五條悟撲閃撲閃地眨著眼,一副很傻很天真的模樣:“??怎么了嘛?”
太宰治微笑,還沒來得及說話,手機就發出了嗡響,看著屏幕上跳動的名字,他的指尖在接聽鍵上劃過:“安吾~”
【嗯哼~織田作出差回來了,傍晚吧,出來聚聚嗎?】
“好的哦,在哪里?”
……還真是不一樣啊。
五條悟后傾身體貼著椅背,藍瞳靜靜凝視著主動揭開虛偽面具的太宰治。
他隱約窺見,那只太陽光也透不進的鳶色眸子,在此時此刻,竟也顯露了幾分澄澈。
……真是奇妙。
五條悟發誓,他從未見過如太宰治這般有意思的人。
蒼藍眸底的情緒瞬息萬變,卻又在轉瞬之間歸于平靜,五條悟彎了彎唇角,無法辨別真實意味的笑于唇邊一閃而過,他微瞇了一下眼睛,掀唇出聲:“啊——太、宰、學、長!”
手機這頭的太宰治和手機那頭的坂口安吾,同時陷入沉默。
半晌,坂口安吾的話音透過手機聽筒傳出:【嗯,可以帶家屬。】
太宰治:“……”
太宰治:“好,我會帶夜蛾老師一起過去的。”
“嘖!”五條悟伸出手從太宰治手里搶過手機,頂著鳶眼驚愕的注視,他道:“安吾呀,我會纏著太宰學長一起過去的哦~”
坂口安吾:【……】
屬實是有點厚臉皮了這人。
太宰治默默不語,仿佛察覺到危險的刺猬一般,渾身豎起尖刺,整個人呈著拒人于千里之外的架勢,凝著五條悟的鳶眸滿是冰霜,看得人心底發寒。

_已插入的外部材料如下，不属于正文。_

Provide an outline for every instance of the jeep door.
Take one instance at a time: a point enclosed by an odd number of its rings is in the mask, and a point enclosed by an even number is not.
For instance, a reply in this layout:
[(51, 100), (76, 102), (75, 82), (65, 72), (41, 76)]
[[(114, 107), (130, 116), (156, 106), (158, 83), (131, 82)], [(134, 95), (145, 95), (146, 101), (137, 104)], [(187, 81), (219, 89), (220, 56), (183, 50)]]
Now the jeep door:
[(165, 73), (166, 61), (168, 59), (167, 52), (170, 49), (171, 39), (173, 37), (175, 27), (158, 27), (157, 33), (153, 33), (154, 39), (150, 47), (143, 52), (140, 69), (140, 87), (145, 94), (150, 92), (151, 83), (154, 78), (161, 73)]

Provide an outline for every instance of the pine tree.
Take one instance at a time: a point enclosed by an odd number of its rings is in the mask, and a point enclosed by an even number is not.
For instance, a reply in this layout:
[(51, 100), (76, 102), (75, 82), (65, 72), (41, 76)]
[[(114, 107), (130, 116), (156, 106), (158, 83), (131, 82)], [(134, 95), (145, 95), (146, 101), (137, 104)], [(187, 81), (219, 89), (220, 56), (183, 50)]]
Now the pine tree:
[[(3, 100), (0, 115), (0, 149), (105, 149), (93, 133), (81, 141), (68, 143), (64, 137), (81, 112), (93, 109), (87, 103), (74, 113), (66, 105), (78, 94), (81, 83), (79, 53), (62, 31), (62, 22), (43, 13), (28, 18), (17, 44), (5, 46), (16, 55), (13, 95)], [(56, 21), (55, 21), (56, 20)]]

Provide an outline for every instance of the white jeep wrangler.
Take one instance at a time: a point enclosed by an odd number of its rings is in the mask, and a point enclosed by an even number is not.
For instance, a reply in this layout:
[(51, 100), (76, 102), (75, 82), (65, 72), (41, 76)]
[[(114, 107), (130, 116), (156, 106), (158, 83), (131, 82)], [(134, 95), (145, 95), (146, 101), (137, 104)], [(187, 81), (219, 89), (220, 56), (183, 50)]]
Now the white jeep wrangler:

五條悟卻當做一無所覺,依然與手機那頭的坂口安吾有一搭沒一搭的聊著,雖說對方敷衍的毫不掩飾、正期待著他察覺后快快結束通話。
那怎么行呢?
他是那么聽話的人嘛?
“說起來,聚會地點在哪里呀?”五條悟一番東拉西扯后,總算問起他想要知道的。
坂口安吾壓著暴躁的脾氣道:【還不確定,到時間我發短訓給太宰。】
分明正被太宰治冰冷的審視著,五條悟卻心情很好的哼笑出聲:“這樣的話,太宰學長一定會冷酷無情的拋下我的吧?”
五條悟聽得見手機聽筒傳出的反復深呼吸的聲音,緊接著就是不帶任何情緒的話音。
記下坂口安吾給出的地點,五條悟終于心滿意足了:“嗯嗯~六點鐘是嗎?沒——問題,我一定帶太宰學長準時到達哦。”
“反客為主”一詞,被五條悟具象化的演繹出來。